Smaller types of accommodation attracted the interest of travelers this summer, as consumers continued to adapt to living in a Covid-19 world, according to recent research conducted by benchmarking and analytics firm STR.
The most recent findings of STR’s Tourism Consumer Insights team show a familiar picture compared with its previous research.
“Many accommodation types were still perceived more negatively compared with before the pandemic,” STR said.
However, smaller types of accommodation continued to top the interest of travelers.
Moreover, in July 2021, traveler interest in short-term rentals was 15 percent above the pre-pandemic level of interest.

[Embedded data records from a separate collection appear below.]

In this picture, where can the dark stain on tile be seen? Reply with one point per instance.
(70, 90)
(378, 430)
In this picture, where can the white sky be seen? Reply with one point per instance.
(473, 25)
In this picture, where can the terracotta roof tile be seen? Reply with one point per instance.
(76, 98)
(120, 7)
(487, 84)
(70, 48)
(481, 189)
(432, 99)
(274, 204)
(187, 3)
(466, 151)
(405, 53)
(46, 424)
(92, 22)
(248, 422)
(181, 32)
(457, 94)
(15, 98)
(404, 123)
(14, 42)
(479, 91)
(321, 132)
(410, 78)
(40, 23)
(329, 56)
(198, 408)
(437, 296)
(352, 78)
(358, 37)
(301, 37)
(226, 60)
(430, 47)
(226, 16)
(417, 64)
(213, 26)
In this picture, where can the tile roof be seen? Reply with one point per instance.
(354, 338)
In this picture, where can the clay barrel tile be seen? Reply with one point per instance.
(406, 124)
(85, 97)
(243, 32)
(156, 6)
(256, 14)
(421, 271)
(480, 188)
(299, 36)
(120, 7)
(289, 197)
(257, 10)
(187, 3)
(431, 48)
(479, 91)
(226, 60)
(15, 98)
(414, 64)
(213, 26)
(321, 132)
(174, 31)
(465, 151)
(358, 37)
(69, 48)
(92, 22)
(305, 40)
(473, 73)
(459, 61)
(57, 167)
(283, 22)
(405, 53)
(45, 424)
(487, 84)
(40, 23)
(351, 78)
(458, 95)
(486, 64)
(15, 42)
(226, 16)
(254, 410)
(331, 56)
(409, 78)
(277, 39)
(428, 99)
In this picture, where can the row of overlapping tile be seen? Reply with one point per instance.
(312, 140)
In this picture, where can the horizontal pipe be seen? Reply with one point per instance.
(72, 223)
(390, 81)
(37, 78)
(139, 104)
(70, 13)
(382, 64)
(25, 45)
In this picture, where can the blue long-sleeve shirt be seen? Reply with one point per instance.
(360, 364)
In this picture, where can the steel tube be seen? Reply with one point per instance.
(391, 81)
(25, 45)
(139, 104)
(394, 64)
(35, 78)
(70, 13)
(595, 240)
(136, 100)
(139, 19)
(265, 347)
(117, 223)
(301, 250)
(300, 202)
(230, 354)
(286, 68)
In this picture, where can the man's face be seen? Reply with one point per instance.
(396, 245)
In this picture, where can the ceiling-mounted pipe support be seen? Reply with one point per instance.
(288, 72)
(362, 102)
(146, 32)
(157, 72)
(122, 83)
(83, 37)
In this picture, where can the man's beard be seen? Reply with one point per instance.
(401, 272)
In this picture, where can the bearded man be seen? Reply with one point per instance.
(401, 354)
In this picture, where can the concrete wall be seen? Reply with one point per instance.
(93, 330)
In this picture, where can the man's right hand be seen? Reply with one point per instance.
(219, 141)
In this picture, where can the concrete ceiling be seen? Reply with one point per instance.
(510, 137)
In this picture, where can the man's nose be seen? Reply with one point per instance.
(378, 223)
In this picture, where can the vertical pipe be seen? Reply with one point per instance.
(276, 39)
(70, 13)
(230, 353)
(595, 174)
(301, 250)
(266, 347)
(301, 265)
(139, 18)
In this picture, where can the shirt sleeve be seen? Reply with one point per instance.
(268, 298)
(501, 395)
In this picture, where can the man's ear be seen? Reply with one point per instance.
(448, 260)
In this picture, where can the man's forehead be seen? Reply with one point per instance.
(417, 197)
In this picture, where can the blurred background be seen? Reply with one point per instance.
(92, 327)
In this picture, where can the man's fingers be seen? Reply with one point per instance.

Consistent with previous research, hotels with less than 50 rooms also recorded higher interest compared with before the pandemic. This is likely due to improved confidence in hotels as many brands have implemented elevated cleaning and other Covid-safe protocols.
At the other end of the scale, hostels continue to suffer more than other types of accommodation.
Some six in 10 travelers said that they were less interested in staying at a hostel now compared with before the pandemic. While this is a difficult reading for the sector, it was an improved result compared with previous findings which again suggests that there is growing confidence in the accommodation sector.
Luxury versus economy divide
Interestingly, economy and budget hotels were perceived significantly more negatively than upscale and luxury hotels in the current environment. This is likely due to factors including perceptions of cleanliness and property size associations.
Cultural preferences examined
In its latest research, STR also saw shifting cultural preferences for accommodation compared to previous research in February 2021.
North Americans were less interested in almost all forms of accommodation in the latest survey. Meanwhile, the opposite trend could be seen among Brits as they were more interested in almost every category in July 2021 compared with the February 2021 research. These findings are likely a reflection of the different stages of progression and impact of the Delta variant in the regions.
The only exceptions were an increase in interest for smaller sized hotels and decreasing interest in larger hotels among all respondent groups compared with the February 2021 research. These findings highlight that while the impact of new infections shifts sentiment toward accommodation in different countries, new preferences are being established as consumers respond to living with the virus.
Founded in 1985, STR provides premium data benchmarking, analytics and marketplace insights for global hospitality sectors.